Outro grave problema na região é a exploração madeireira por peruanos e chineses, que fora denunciada pela primeira vez em novembro de 2005 por Terri e seu colega sertanista José Carlos Meirelles. O fato vem se repetindo. Na ocasião eles chamaram a atenção para a ilegalidade dessa atividade em território tradicional dos indígenas “em isolamento voluntário” Mashco Piro, localizado no Parque Nacional Alto Purus e na Reserva Territorial Mascho Piro, incorporada a esse Parque desde novembro de 2004.

Sem poder contar com o efetivo apoio da Polícia Federal e do Exército Brasileiro, os servidores da Funai, conforme Aquino, se dispõem a reforçar agora a vigilância na fronteira, constituindo um grupo mais numeroso formado por indígenas Ashaninka e Kulina do alto Rio Envira, e Kaxinawá dos altos rios Humaitá e Jordão.

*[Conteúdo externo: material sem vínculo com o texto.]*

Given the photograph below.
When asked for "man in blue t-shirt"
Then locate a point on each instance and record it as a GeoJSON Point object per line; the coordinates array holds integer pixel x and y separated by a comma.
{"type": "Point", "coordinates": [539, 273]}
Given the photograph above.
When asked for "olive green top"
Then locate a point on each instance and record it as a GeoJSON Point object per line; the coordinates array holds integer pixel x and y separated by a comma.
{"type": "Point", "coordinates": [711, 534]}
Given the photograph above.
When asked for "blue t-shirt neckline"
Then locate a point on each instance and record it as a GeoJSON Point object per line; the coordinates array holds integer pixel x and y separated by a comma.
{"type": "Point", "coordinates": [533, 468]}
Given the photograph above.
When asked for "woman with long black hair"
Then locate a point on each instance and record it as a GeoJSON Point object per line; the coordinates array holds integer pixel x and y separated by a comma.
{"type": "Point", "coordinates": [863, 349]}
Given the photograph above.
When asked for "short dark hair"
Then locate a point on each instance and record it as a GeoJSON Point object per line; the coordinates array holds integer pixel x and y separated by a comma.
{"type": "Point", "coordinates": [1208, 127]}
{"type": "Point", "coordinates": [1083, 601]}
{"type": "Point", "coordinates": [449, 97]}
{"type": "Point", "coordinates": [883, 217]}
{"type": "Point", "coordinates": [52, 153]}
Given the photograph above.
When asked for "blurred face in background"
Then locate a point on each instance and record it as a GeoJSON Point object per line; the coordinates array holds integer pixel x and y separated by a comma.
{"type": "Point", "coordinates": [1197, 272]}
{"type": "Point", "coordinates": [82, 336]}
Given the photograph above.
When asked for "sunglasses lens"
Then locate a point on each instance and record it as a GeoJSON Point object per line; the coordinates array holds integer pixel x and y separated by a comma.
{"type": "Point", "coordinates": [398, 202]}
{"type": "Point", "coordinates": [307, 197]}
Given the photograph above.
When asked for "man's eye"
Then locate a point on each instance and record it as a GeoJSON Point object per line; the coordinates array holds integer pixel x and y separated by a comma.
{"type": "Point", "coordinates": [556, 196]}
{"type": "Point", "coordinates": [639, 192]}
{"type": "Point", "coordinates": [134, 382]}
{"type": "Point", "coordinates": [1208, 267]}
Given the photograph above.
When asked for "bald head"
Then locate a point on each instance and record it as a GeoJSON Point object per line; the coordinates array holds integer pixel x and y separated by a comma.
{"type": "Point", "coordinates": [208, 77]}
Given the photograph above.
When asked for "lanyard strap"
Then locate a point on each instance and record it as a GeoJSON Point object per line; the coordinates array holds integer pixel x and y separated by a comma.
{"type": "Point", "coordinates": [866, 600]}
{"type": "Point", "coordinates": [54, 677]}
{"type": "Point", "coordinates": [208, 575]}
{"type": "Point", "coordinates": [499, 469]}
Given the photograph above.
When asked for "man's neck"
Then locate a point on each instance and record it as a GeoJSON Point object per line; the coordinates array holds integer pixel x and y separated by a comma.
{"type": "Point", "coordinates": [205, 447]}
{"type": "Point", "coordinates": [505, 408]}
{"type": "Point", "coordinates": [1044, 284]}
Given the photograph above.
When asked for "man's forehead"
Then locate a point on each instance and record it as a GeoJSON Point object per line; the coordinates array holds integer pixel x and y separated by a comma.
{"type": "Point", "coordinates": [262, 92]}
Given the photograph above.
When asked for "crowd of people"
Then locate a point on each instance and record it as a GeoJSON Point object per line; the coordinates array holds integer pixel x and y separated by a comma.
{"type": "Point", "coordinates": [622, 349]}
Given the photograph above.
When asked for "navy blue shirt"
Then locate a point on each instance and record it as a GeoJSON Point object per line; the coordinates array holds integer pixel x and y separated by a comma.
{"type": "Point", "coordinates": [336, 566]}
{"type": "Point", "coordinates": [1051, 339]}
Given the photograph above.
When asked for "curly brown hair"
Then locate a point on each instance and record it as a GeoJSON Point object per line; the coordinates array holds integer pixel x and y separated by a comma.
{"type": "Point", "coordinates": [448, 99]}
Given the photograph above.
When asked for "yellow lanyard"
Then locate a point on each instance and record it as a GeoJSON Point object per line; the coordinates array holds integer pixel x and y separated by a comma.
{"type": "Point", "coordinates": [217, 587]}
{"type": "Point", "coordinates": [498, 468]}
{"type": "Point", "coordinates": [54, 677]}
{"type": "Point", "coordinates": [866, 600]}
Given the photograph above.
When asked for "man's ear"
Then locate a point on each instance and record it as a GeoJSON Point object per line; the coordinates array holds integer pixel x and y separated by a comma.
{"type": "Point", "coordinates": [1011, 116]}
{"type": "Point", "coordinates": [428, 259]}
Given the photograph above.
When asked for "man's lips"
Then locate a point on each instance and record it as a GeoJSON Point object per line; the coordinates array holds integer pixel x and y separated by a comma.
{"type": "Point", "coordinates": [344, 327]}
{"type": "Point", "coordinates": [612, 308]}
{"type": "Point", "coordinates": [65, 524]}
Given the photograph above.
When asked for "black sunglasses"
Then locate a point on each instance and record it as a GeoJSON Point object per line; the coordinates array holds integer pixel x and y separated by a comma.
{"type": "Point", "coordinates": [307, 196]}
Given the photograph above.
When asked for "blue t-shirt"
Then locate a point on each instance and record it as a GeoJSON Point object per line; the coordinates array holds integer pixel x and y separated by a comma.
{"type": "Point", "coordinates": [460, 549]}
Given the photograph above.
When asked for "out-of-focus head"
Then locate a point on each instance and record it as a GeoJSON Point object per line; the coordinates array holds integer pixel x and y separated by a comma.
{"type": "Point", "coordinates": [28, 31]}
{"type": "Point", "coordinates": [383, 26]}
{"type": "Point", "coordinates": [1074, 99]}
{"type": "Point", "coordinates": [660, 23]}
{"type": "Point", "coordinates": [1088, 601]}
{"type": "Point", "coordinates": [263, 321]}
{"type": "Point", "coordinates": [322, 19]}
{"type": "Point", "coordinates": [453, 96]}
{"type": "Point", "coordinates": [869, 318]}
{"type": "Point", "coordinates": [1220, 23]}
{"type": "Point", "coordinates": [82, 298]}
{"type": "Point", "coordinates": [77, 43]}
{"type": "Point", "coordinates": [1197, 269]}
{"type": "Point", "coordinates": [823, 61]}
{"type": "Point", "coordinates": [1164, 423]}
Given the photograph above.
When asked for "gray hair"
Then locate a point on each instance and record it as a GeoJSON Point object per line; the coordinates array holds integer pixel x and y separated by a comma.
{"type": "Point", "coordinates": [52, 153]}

Aquino lamenta que grupamentos das forças de segurança nacional se limitem a operações pontuais ao longo da fronteira, retornando logo em seguida aos quartéis. No entanto, ofereceu-se para auxiliá-los: “Se precisarem de mim é só chamar para que possamos criar esse incrível exército Brancaleone e atuar nessas lindas matas das proximidades do Paralelo 10 graus Sul, essa extensa linha imaginária da fronteira internacional Brasil–Peru.”

“Se vierem, venham para resolver”

Este é o apelo de Aquino, na íntegra:

“A todos os companheiros de luta e família. Como o tempo é curto e é muita gente, me desculpem misturar familiares e trabalho. Como todos sabem a nossa base do Xinane foi invadida por um grupo paramilitar peruano, onde foi preso por uma operação da polícia federal, um único integrante.

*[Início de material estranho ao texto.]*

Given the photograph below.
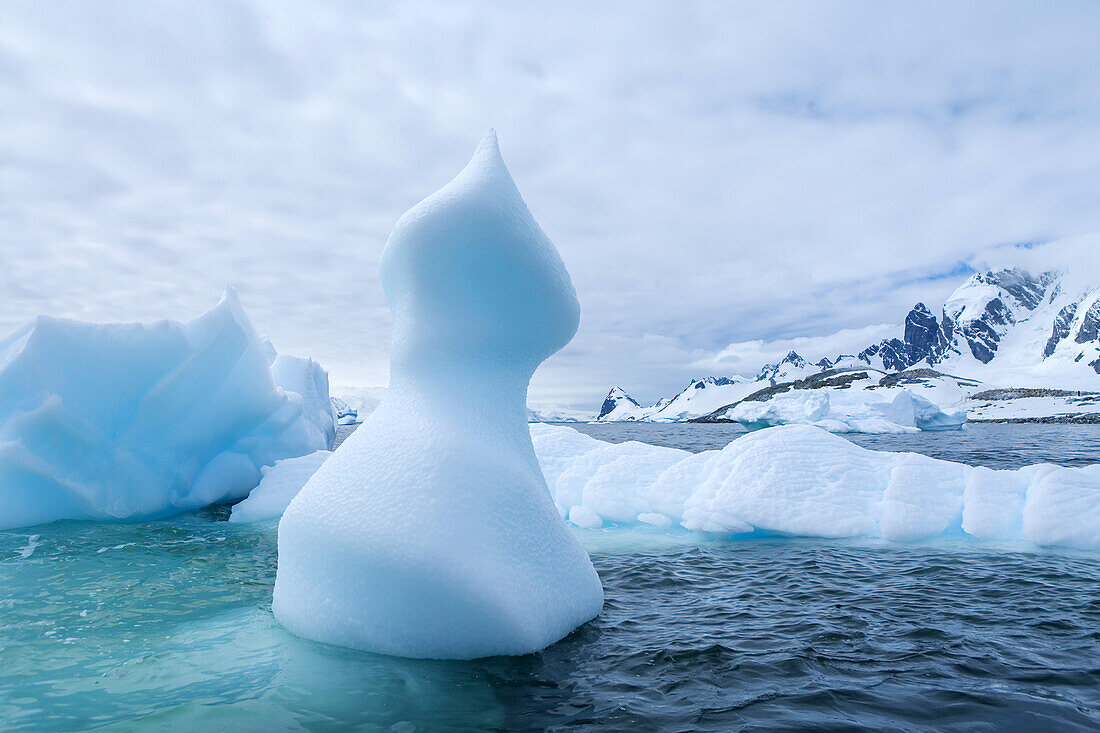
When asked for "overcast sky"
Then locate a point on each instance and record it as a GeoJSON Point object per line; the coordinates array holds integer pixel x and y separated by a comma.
{"type": "Point", "coordinates": [713, 174]}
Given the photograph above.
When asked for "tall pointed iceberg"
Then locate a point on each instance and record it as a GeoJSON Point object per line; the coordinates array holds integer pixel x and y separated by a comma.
{"type": "Point", "coordinates": [430, 532]}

O famoso Joaquim Fadista, que já tinha sido pego aqui por nosso pessoal, foi extraditado e voltou. Com um grupo de pessoas cuja quantidade não sabemos.
A operação foi muito rápida e hoje todo mundo foi embora. Nossa base ficou só de novo.

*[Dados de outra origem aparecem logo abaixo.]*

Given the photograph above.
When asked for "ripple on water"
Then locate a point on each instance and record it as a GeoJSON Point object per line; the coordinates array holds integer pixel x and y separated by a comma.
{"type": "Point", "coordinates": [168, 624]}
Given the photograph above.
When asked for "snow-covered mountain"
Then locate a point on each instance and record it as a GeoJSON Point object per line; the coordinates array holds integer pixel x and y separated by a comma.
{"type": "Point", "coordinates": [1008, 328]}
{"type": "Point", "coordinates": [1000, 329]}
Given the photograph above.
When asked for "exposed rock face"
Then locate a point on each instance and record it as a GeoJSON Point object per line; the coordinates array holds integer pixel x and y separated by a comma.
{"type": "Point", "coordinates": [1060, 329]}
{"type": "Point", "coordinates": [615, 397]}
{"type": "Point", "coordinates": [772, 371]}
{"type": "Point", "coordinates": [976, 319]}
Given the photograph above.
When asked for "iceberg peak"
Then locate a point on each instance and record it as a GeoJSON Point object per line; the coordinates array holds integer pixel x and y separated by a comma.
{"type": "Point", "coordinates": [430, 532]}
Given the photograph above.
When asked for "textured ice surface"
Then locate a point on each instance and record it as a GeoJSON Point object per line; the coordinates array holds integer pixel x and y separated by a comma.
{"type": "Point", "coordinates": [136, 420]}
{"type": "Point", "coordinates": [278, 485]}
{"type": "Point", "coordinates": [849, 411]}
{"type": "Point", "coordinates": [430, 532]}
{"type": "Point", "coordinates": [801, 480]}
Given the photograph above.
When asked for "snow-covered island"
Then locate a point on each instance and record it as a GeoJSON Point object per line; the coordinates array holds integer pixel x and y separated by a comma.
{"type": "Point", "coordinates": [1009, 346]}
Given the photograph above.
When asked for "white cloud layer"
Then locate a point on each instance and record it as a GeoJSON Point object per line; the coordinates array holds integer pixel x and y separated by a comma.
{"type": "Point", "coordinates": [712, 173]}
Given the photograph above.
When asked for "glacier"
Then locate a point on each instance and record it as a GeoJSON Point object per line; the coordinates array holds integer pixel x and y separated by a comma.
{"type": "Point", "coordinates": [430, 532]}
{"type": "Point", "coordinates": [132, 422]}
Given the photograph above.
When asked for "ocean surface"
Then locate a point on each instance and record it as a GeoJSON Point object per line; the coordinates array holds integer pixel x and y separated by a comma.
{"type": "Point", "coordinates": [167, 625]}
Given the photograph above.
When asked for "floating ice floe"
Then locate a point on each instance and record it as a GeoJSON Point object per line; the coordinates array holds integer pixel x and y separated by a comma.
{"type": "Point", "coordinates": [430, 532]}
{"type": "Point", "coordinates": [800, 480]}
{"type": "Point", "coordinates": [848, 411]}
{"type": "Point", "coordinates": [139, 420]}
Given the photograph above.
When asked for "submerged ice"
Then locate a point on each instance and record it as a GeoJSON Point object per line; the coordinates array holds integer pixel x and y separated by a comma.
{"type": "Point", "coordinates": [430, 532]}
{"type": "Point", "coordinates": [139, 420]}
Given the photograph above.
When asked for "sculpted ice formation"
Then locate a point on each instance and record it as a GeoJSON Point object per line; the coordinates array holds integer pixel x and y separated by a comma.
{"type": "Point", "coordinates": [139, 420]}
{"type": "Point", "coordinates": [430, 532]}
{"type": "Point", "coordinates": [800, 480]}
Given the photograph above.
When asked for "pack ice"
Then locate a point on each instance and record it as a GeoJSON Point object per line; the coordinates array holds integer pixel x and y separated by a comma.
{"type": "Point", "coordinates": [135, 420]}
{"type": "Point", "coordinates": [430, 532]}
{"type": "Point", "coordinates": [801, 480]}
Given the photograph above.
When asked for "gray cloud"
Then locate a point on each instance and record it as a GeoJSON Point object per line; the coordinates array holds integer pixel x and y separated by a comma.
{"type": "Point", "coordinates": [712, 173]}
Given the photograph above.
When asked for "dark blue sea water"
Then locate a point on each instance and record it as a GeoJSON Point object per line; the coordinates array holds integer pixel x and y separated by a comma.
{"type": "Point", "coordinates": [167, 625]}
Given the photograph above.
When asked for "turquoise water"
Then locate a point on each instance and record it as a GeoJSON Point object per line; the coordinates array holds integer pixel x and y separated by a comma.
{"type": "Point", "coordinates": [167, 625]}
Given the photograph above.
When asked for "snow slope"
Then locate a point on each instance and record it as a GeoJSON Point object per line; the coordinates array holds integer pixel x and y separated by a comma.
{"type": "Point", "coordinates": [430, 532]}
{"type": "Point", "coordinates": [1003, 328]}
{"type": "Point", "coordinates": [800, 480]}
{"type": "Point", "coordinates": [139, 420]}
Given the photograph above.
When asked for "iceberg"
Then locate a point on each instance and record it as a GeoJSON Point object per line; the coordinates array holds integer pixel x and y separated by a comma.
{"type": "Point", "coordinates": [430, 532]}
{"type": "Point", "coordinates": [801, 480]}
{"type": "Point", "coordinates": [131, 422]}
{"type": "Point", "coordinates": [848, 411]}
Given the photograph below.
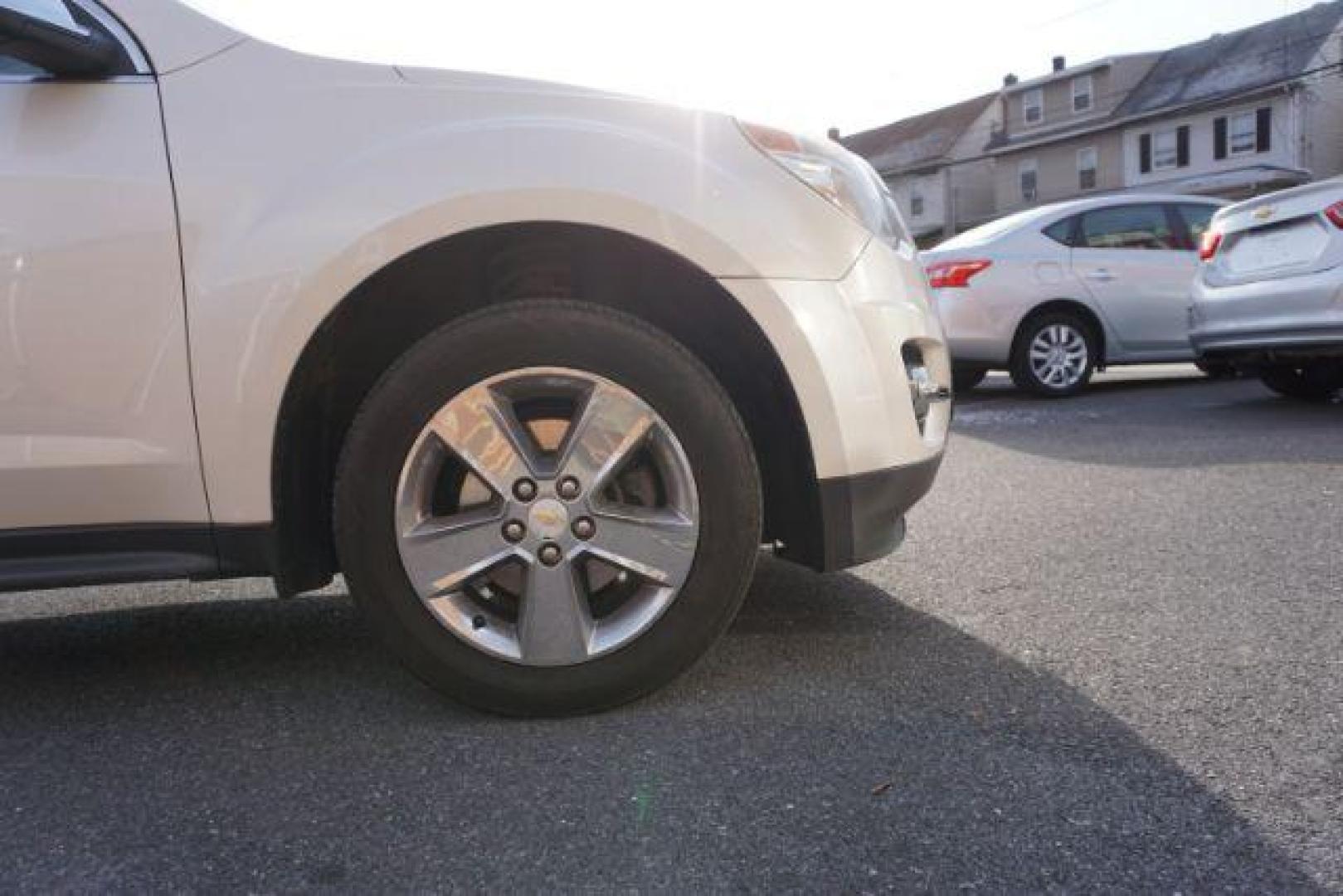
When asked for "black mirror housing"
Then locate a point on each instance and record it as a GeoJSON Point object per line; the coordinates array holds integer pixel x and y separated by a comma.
{"type": "Point", "coordinates": [63, 52]}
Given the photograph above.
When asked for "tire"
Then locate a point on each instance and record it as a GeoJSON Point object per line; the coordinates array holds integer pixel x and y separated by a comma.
{"type": "Point", "coordinates": [599, 348]}
{"type": "Point", "coordinates": [1078, 355]}
{"type": "Point", "coordinates": [1217, 370]}
{"type": "Point", "coordinates": [963, 379]}
{"type": "Point", "coordinates": [1318, 382]}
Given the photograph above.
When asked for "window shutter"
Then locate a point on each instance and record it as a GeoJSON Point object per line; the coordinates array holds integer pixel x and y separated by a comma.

Já que ninguém deste Estado brasileiro se dispõe a ficar aqui, tomamos a decisão, Carlos Travassos, coordenador dos isolados, Artur coordenador da frente, Eu, e dois mateiros nossos – Marreta e Chicão – de vir pra cá. Fomos deixados pelo helicóptero da operação.

Os caras ainda estão por aqui. Correram quando o helicóptero chegou. Rasto fresco e cortado de hoje. Se o povo da PF ou Exército estivesse aqui a gente pegava todo mundo.

Parece que as coisas não são bem assim. Talvez se esse grupo tivesse invadido algum canteiro de obra o PAC, metade do exército já estaria lá. Mas como é uma basezinha da Funai, área de índios isolados.

O fato é que aqui ficaremos até que alguém ache que uma invasão do território brasileiro por um grupo paramilitar peruano é algo que mereça atenção. Somos irresponsáveis. Talvez. Mas antes de tudo existe um compromisso maior com os índios isolados e os contatados nossos vizinhos Ashaninka.

Não temos resposta pra tudo isso. Mas estamos bem perto das perguntas. Permaneceremos aqui. E nem venham nos buscar para abandonar a base de novo e nem venham aqui passar dois dias. Se vierem, venham pra resolver o problema. Caso contrário, a gente mesmo vê o que faz. Um abraço a todos.”

NOTA
Os grifos são do antropólogo Terry Aquino.